Она задумалась. Боль и усталость брали свое – как и каждый день в последние недели, но, с другой стороны, Густав был прав – уже много месяцев пара не проводила время вот так, спокойно, на природе, а Матильда и не помнила, когда в последний раз могла позволить себе любоваться голубым небом не из окна спальни. Она кивнула, и супруг поспешил заняться приготовлениями. Менее чем через час слуги помогли расстелить покрывало на мягкой траве неподалеку от спуска к реке, установили зонтик, разложили припасы с подушками и, шутя и смеясь, удалились. Густав осторожно усадил жену – никому другому нести её он не доверил, хоть путь от поместья и был крайне неблизок, – и, поправив подушки, улегся ей на колени. Она чуть улыбнулась. В их доме не было котов, и порой Матильде казалось, что заведи она одного и осмелься его погладить – крайне чуткий до нежности муж заревнует. Почему-то больше всего на свете Густав любил, когда Матильда играла с его волосами, и в страсти своей походил вовсе не на степенного взрослого мужчину, но на игривого котенка. Он блаженно жмурился, теплое солнце целовало кожу, ветер нежно обнимал, шуршали листья и трава, всё вокруг жило, стрекотало, свиристело и пело, и Матильда поняла, как сильно хочет продлить этот миг. Наверняка дети Густава так же любили бы ласку…
Внезапный порыв ветра – слишком сильный и неожиданный – сорвал с неё шляпку и играючи покатил вперед. Матильда дернулась, муж встрепенулся, вскочил и побежал ловить. Догнал, поднял, отряхнул. Постоял немного, раздумывая, и вернулся к жене. С совершенно каменным лицом произнес, присев перед ней на колено:
– Покуда ловил непоседу, имел честь заметить двух прогуливающихся мужчин. Всё бы хорошо, но это были господа вампиры, и солнце явно им не вредило.

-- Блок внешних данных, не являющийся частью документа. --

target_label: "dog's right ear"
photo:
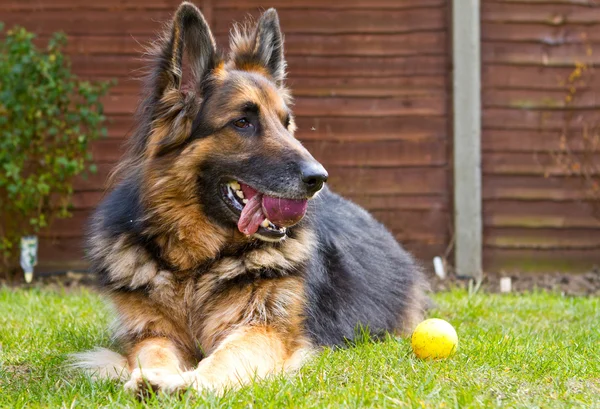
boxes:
[156,2,217,95]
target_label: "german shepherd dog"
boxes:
[78,2,427,393]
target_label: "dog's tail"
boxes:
[69,348,129,381]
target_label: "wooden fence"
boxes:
[0,0,600,270]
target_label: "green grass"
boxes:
[0,289,600,408]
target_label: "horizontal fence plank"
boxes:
[482,89,600,110]
[481,42,600,68]
[484,227,600,250]
[483,175,600,202]
[483,248,600,273]
[345,194,448,212]
[481,1,600,26]
[482,63,600,89]
[482,152,600,176]
[71,55,448,79]
[483,200,600,230]
[481,22,600,46]
[482,108,598,131]
[327,166,448,195]
[304,139,448,167]
[481,129,600,154]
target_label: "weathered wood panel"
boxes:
[481,0,600,271]
[0,0,449,267]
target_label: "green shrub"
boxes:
[0,23,109,272]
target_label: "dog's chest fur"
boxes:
[94,226,314,355]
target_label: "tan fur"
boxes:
[79,3,420,392]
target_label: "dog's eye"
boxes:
[233,118,252,129]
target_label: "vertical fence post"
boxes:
[452,0,482,281]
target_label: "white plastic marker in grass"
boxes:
[411,318,458,359]
[21,236,38,283]
[433,256,446,280]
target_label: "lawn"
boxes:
[0,288,600,408]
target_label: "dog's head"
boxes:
[124,3,327,256]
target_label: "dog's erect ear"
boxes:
[254,9,285,84]
[231,8,286,85]
[157,2,217,95]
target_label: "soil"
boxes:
[0,268,600,296]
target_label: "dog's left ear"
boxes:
[254,8,285,85]
[231,8,286,85]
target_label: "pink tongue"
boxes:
[238,194,265,236]
[263,196,308,227]
[238,183,308,236]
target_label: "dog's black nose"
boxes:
[300,162,329,195]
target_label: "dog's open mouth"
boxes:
[222,181,308,239]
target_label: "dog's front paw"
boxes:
[124,368,188,396]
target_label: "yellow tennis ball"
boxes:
[411,318,458,359]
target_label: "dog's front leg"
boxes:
[150,326,312,393]
[125,337,184,392]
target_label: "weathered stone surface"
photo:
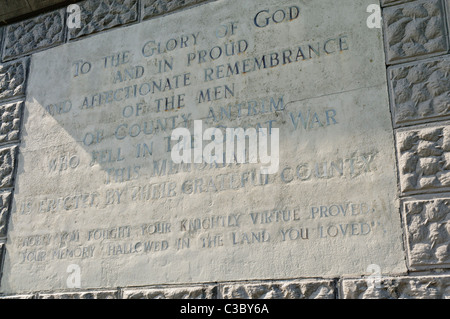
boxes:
[69,0,138,39]
[342,276,450,299]
[221,280,335,299]
[122,286,217,299]
[0,60,27,100]
[0,191,11,238]
[389,55,450,125]
[3,10,65,61]
[397,125,450,193]
[1,0,407,295]
[383,0,448,63]
[0,102,23,143]
[0,27,4,57]
[0,294,36,299]
[381,0,414,6]
[142,0,205,20]
[403,198,450,268]
[0,146,17,188]
[38,290,118,299]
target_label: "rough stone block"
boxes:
[142,0,205,20]
[389,55,450,125]
[3,10,65,61]
[221,280,335,299]
[381,0,414,7]
[383,0,448,64]
[0,191,11,238]
[123,286,217,299]
[397,124,450,193]
[0,102,23,143]
[0,146,17,188]
[38,290,118,299]
[342,276,450,299]
[403,198,450,268]
[69,0,138,39]
[0,60,27,100]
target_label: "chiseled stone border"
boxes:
[0,0,450,299]
[340,275,450,299]
[402,194,450,270]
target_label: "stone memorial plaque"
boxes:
[2,0,405,292]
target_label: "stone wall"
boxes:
[0,0,450,299]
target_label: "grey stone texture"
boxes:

Матильда замерла, непонимающе глядя на мужа.
– Я тоже несколько удивлен. Повторюсь, нож не причинил им обоим ни малейшего дискомфорта, даже кровь не проступила. Но вред от солнца – очевидная ложь, по крайней мере для этих двоих. Я хотел бы проследить за ними и попробовать понять происходящее.
– Да, конечно. Можешь сходить.
Густав помолчал еще немного.
– Учитывая обстоятельства, заявляю со всей серьезностью: последнее, что нам стоило бы делать сейчас, – разделяться.
Она ненадолго задумалась, кивнула и протянула руки. Муж легко поднял её, она же, опасаясь кашля, зажала рот платком, и вместе они двинулись по следам хозяев поместья.
Густав нес её на руках, тихо-тихо ступая и тщательно вслушиваясь в окружающую обстановку. Полянка сменилась небольшим леском с узкой тропкой, которая, в свою очередь, вывела их к крутому берегу реки. Здесь был спуск, довольно опасный, и дорожка – скорее угадывавшаяся, чем протоптанная – к небольшой пещере, дойдя до которой, Густав осторожно заглянул внутрь, во тьму. Длинный ход и ни единого следа вампиров. Супруги переглянулись, Матильда кивнула, и муж, крадучись, понес её вглубь.